Por alguna extraña razón, los gatos me persiguen. Sospechosamente, me acuerdo de ese capítulo donde Lorelai Gilmore abre la puerta de su casa y se encuentra con que hay varios felinos instalados, mirando hacia adentro, y ella llega a la conclusión que se va a quedar soltera para siempre, y que incluso los gatos, ya lo saben… y por eso, llegaron el grupo.
Yo no creo que los gatos estén ligados con la soltería. Creo, que son un sello de independencia. Que tienen demasiadas cualidades para admirar: consiguen una devoción absoluta, manejan su tiempo, conquistan sin ser dulces y es tanto el culto, que hasta en yoga les rendimos culto y pleitesía, al punto que hasta hay posiciones con su nombre. Creo. No sé nada de yoga, la verdad. Lo que sí sé es que quiero eso: dejar de pensar que si no estoy con alguien, estoy sola. La dependencia media canina siempre ha sido lo mío, y desde hace unos días, miro a mi gata, que entra y sale de mi vida según ella quiere, sin pedir ni preguntar ni por lo menos ronronearme cuando ya estoy casi de luto porque creo que no va a volver… y la envidio.

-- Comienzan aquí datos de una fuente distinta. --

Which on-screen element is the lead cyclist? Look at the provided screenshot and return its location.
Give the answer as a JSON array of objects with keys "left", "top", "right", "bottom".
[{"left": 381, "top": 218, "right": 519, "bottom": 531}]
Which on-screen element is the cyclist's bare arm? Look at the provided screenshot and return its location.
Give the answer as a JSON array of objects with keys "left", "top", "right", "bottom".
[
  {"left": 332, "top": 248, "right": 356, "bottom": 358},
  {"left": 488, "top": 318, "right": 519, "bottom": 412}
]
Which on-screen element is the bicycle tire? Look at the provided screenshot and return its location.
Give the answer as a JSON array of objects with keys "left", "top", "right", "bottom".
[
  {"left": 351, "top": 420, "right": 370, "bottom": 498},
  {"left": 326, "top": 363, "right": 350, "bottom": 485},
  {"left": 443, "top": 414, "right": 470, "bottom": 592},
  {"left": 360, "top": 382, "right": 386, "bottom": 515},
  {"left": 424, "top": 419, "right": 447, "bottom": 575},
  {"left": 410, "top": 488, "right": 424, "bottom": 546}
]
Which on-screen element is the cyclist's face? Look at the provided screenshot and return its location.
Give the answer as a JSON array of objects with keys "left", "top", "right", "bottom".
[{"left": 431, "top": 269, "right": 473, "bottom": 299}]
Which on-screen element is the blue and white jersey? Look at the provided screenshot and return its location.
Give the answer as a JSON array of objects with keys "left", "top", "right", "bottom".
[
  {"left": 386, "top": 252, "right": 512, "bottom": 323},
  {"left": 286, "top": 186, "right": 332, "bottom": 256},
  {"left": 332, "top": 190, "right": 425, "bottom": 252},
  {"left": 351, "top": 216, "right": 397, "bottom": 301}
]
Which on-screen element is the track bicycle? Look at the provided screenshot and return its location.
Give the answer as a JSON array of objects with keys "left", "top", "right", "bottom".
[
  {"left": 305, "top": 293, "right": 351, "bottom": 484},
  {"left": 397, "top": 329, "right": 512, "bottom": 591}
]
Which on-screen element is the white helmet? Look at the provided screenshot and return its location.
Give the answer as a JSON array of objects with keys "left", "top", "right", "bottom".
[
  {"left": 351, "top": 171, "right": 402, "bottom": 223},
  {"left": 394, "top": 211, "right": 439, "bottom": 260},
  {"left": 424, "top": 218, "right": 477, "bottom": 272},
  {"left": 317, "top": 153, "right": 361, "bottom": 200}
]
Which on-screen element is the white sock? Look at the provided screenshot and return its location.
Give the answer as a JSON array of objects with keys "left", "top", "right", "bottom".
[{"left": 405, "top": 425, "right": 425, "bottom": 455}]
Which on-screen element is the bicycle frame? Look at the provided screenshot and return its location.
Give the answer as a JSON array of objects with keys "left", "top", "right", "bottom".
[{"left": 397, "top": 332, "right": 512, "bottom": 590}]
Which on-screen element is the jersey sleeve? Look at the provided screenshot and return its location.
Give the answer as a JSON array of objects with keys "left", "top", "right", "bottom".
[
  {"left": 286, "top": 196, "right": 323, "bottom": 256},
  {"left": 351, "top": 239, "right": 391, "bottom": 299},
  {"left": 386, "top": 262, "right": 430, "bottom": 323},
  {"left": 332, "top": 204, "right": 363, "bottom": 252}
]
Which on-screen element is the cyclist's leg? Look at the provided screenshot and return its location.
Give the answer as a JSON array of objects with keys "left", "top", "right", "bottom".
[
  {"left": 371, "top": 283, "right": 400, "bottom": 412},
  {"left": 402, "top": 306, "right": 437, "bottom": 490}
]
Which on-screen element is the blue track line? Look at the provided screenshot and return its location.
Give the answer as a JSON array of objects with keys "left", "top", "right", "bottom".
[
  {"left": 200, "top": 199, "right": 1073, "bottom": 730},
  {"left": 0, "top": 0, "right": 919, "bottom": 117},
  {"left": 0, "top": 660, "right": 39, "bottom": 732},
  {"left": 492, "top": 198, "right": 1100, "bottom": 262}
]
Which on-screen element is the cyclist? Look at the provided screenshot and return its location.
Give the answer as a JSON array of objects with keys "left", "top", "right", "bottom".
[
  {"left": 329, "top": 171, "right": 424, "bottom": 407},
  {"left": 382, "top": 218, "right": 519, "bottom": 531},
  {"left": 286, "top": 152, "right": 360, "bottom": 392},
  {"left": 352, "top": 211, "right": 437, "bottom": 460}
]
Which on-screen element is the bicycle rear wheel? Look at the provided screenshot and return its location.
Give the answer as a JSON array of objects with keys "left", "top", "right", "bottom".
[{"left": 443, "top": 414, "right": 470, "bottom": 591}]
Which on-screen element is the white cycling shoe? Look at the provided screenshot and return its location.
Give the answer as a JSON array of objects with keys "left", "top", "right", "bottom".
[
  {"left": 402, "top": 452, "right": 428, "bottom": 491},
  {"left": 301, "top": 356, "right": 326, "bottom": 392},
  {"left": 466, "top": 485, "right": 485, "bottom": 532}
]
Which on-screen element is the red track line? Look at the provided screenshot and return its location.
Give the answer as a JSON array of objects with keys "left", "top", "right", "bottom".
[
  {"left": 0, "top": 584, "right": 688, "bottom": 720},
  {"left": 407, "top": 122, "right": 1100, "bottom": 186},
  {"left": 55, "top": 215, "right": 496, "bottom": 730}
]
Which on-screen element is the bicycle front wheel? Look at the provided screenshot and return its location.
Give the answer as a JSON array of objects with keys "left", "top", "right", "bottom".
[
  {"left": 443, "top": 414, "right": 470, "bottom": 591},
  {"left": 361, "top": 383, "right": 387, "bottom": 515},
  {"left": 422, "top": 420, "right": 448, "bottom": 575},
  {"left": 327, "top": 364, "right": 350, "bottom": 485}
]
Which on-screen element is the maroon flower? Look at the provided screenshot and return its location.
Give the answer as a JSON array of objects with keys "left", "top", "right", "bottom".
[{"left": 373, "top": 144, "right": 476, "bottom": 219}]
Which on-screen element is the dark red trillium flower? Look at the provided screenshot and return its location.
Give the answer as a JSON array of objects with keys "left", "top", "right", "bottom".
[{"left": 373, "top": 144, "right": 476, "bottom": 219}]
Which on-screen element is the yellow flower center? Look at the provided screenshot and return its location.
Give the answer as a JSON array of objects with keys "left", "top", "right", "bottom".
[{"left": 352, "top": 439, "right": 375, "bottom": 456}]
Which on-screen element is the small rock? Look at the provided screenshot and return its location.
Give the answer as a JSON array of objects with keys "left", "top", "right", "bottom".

Vivo pidiendo permiso, perdón, por favor, y haciendo mérito para que Mauricio se rinda y me quiera. Y quizás, ahí está el problema. En esperar del otro, lo que no necesito.
Todo esto, porque en Netflix me apareció que vuelve Gilmore Girls. Y me acordé de la escena de los gatos. Y me dieron ganas —muchas, en realidad— de poder ser un poquito más así. Perceptiva, oportunista quizás… pero muy independiente.